Kaba describes the pipelines that sustain the prison industry, especially the abuse-survivor and school pipelines. She notes that wealthy White suburbs have very few police, while areas of poverty with underemployment and inadequate social services and resources are thickly infested with a system of police that use legal (or even illegal) surveillance, harassment, violence, and incarceration to keep oppressive gender and racial hierarchies in place. If these words sound too strong, you may need to learn more about daily life in Black or Indigenous areas.
Since the murder of George Floyd, the White world has become aware of the call to abolish police and prisons, but there is a lot of misinformation about what this might entail. Kaba is very clear: first, about the systemic evils of the current system that cannot be tweaked by any reforms, and second, that the system needs to be replaced by community-based accountability that centers healing for those harmed, and accountability, consequences, and transformation for those doing the harm. Her response to nearly every issue is “Organize!” She insists there is no one size that fits all. She encourages a million experiments, many of which will fail but nevertheless provide lessons for ongoing experimentation.
Our current criminal punishment system is based on vengeance with no care for those who are hurt. Perpetrators are encouraged to deny their actions so their confessions won’t be held against them in court. Therefore there is no place for accountability, which asks the person who did the harm to acknowledge what was done and the impact it had on those who were hurt. Kaba wants to create a system based in community in which those harmed can be healed and those who harm can be held accountable and accept consequences, with the “system” not inflicting additional harm on either. Each of us has both harmed and been harmed, and we need to examine our complicity in forms of violence that we “may not even personally be perpetrating in an intentional way.”

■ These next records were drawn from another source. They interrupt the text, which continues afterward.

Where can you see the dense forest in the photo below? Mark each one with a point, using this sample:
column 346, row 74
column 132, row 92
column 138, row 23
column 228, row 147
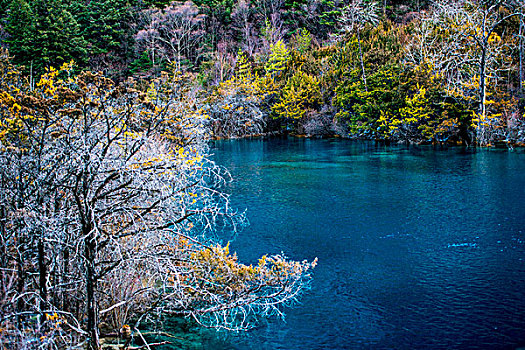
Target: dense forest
column 112, row 213
column 412, row 71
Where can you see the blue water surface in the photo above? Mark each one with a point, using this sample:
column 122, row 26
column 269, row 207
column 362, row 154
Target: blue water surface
column 418, row 248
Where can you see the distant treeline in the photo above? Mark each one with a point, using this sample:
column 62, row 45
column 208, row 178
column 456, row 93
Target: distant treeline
column 412, row 71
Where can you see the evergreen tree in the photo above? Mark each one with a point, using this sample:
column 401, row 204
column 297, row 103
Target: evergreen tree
column 43, row 33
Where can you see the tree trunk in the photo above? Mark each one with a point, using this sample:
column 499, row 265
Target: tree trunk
column 91, row 289
column 42, row 279
column 361, row 59
column 482, row 94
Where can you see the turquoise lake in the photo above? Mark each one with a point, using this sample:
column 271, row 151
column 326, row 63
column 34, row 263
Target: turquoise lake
column 418, row 248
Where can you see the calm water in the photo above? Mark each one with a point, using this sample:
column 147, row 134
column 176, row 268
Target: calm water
column 418, row 248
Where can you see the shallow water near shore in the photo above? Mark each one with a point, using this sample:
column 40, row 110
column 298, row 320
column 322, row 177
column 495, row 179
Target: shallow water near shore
column 418, row 248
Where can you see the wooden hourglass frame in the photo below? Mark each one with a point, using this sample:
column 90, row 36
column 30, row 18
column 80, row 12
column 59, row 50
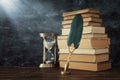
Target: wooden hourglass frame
column 44, row 64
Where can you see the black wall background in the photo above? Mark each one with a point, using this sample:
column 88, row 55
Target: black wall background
column 20, row 44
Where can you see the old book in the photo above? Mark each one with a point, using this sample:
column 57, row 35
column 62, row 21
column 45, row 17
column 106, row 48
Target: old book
column 85, row 36
column 83, row 15
column 85, row 24
column 86, row 30
column 87, row 43
column 85, row 58
column 87, row 66
column 86, row 51
column 88, row 19
column 89, row 10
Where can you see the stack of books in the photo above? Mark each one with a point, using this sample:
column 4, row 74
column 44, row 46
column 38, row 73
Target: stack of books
column 93, row 51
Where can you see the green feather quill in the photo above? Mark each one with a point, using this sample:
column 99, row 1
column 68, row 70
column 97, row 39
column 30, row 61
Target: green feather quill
column 75, row 33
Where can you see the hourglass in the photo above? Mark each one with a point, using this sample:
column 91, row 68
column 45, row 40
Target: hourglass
column 49, row 50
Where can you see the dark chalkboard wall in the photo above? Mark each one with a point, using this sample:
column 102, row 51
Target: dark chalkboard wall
column 21, row 21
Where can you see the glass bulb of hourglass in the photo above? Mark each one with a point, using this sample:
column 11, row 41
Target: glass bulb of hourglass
column 49, row 43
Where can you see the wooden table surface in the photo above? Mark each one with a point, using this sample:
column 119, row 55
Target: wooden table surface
column 35, row 73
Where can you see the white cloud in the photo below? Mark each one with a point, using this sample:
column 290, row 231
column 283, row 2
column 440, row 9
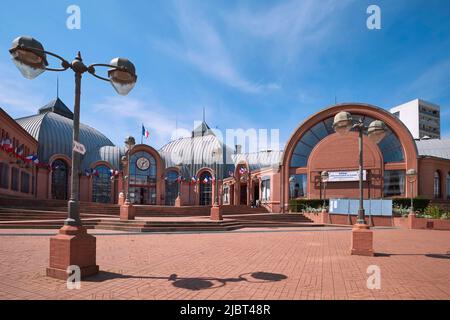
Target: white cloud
column 294, row 25
column 203, row 47
column 16, row 97
column 160, row 121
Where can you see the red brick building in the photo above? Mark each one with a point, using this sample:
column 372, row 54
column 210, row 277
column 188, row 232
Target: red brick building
column 189, row 166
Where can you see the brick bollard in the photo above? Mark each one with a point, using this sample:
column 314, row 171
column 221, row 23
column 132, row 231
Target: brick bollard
column 127, row 211
column 362, row 240
column 72, row 246
column 216, row 213
column 178, row 202
column 325, row 217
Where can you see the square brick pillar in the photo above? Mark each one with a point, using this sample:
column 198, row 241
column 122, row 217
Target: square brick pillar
column 72, row 246
column 216, row 213
column 127, row 211
column 325, row 217
column 412, row 220
column 362, row 240
column 178, row 202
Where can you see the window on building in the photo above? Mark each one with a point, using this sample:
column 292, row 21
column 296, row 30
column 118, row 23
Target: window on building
column 390, row 146
column 60, row 177
column 437, row 184
column 172, row 186
column 24, row 182
column 265, row 190
column 394, row 183
column 101, row 185
column 297, row 186
column 15, row 179
column 4, row 175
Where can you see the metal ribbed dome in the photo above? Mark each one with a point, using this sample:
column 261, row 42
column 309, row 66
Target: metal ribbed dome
column 196, row 152
column 53, row 131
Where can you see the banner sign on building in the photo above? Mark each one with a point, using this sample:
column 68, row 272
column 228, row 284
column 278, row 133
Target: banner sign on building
column 341, row 176
column 374, row 207
column 78, row 147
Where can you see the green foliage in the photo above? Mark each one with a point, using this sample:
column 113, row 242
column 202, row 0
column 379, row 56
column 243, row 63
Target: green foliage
column 434, row 212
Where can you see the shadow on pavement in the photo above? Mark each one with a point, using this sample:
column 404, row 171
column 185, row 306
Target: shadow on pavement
column 194, row 283
column 429, row 255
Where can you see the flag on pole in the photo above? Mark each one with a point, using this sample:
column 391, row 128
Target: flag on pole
column 19, row 150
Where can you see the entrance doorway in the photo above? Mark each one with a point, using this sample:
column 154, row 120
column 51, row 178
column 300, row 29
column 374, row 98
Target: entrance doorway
column 143, row 195
column 243, row 198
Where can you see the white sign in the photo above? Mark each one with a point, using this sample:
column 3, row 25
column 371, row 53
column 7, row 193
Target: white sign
column 340, row 176
column 78, row 147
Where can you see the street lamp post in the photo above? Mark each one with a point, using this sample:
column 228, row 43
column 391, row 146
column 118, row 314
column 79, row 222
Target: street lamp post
column 127, row 210
column 178, row 201
column 216, row 210
column 412, row 176
column 72, row 246
column 325, row 214
column 324, row 179
column 362, row 236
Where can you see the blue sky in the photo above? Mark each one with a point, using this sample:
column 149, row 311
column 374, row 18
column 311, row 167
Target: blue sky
column 251, row 64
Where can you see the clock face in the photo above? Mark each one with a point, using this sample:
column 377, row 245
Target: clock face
column 142, row 163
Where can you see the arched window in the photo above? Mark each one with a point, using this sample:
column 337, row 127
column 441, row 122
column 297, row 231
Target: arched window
column 172, row 186
column 101, row 185
column 437, row 184
column 205, row 189
column 448, row 185
column 60, row 177
column 142, row 178
column 390, row 146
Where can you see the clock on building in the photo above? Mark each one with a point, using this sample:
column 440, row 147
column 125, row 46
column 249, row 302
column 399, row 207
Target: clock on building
column 142, row 163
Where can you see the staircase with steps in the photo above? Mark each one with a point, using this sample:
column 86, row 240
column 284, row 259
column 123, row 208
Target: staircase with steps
column 114, row 209
column 39, row 219
column 168, row 211
column 238, row 222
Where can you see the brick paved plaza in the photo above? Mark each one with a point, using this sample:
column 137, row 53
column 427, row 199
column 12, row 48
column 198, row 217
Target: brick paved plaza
column 297, row 263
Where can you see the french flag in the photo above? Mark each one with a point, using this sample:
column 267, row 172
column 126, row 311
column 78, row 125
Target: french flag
column 145, row 132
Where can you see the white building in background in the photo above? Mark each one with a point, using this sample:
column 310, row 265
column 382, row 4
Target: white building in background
column 422, row 118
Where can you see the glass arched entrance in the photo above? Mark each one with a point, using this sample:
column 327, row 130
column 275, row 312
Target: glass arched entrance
column 101, row 185
column 142, row 178
column 205, row 189
column 171, row 187
column 60, row 178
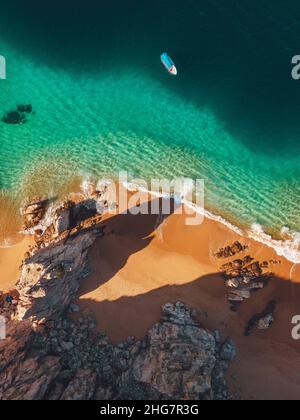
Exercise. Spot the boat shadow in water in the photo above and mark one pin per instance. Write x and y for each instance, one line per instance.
(234, 59)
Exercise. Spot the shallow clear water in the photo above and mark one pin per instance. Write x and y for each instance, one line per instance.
(230, 117)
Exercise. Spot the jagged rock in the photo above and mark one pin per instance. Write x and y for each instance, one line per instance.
(62, 219)
(179, 358)
(24, 376)
(81, 387)
(27, 109)
(14, 117)
(51, 277)
(265, 322)
(230, 251)
(239, 295)
(228, 351)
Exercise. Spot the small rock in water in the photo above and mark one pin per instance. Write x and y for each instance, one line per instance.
(14, 117)
(25, 108)
(74, 308)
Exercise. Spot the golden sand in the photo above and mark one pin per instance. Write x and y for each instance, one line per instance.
(142, 263)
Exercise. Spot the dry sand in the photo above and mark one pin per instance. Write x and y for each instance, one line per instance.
(144, 262)
(10, 262)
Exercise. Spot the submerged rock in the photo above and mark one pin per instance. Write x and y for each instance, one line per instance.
(25, 108)
(14, 117)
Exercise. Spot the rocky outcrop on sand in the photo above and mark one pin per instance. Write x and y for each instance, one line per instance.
(67, 360)
(245, 276)
(231, 250)
(180, 360)
(48, 355)
(52, 271)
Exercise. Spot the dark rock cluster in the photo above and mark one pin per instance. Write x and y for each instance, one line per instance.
(67, 360)
(17, 116)
(263, 320)
(243, 277)
(231, 250)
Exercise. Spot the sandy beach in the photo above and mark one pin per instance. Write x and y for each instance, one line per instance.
(10, 262)
(144, 262)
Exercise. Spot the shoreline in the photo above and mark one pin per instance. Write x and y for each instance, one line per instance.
(143, 261)
(287, 243)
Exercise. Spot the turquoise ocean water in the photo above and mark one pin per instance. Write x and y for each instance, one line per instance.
(104, 103)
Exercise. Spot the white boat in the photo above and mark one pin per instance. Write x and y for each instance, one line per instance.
(169, 64)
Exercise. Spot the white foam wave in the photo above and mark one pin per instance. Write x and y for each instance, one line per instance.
(289, 247)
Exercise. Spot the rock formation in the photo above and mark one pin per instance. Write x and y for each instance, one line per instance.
(17, 116)
(243, 277)
(46, 355)
(66, 360)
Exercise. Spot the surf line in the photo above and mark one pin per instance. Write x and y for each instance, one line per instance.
(2, 67)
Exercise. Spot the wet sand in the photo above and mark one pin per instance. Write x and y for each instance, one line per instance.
(144, 262)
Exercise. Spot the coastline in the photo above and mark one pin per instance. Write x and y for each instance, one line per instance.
(137, 267)
(144, 261)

Is there a place for White Friends in the organizing and activist work described by Kaba? There are supportive roles White people can offer, such as in participatory defense campaigns. But there is a deeper connection for White people as Quakers who profess to believe in the power of love which Kaba finds is “a requirement of principled struggle, both self-love and love of others.” It is within the community, the collective, where care and love for one another create the world in which we long to live. Let Friends start by creating that love and caring and accountability for all within our own meetings—and then extend it outward as together we wait expectantly to be Guided.
Marty Grundy is a member of Wellesley (Mass.) Meeting, New England Yearly Meeting.